Emily langsung terdiam, ia menelan saliva yang begitu menumpuk, takut untuk mencari tahu sosok yang begitu berani menyentuhnya. "Kau ingin bercinta, dengan suami mu?"

Deg!!

Jantung Emily langsung memompa cepat, matanya penuh dan bulat menatap isi walk in closet yang ada di depannya. Tangan Allan semakin berani, pria itu menyentuh kedua puncak dadanya dan meremas begitu kuat.

Emily langsung mendesah, takjub dengan rasa nikmat yang baru pertama kali ia rasakan. Kepalanya terdongak tinggi hingga mengenai Allan yang tidak mengenakan atasan.

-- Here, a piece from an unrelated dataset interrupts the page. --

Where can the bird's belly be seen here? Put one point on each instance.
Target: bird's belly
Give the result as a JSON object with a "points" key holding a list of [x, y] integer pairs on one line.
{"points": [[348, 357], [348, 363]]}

"Allan!"Emily berbisik, membuat pria itu bangga karena begitu mudahnya ia membawa Emily dalam permainan yang masih begitu santai. Ia menyentuh kedua pinggul gadis itu kembali dan mendadak memutar tubuh Emily agar mereka bisa saling berhadapan. Lantas, Allan langsung menyambutnya dengan ciuman kasar hingga tanpa di sadari Emily melangkah, mengikuti gerakan pria itu hingga ia terlempar ke atas ranjang.

Tap!! Emily menelan saliva, ia memerhatikan pria itu mulai rakus mendekatinya. Namun, saat itu juga kewarasannya muncul. Emily beringsut mencoba menjauhkan diri sebelum pria tersebut menindihnya.

"Mau kemana kau!"Allan bicara sarkas. Ia menangkap kedua tangan gadis itu dan menekannya kuat ke dasar ranjang.

"Allan... Sakit! Tolong, jangan!"Emily bergetar, tubuhnya mendadak dingin dalam hitungan detik bersamaan kepalanya yang semakin pusing.

"Kau akan menikmatinya, Emily. Anggap saja, ini hal terbaik yang bisa aku lakukan untukmu!"Allan mengedarkan pandangan di tubuh polos gadis itu lalu menelan ludah. Sungguh, gairah yang ia miliki saat ini memuncak tinggi. Jauh berbeda saat ia tidur dengan Clarissa atau gadis-gadis sebelumnya.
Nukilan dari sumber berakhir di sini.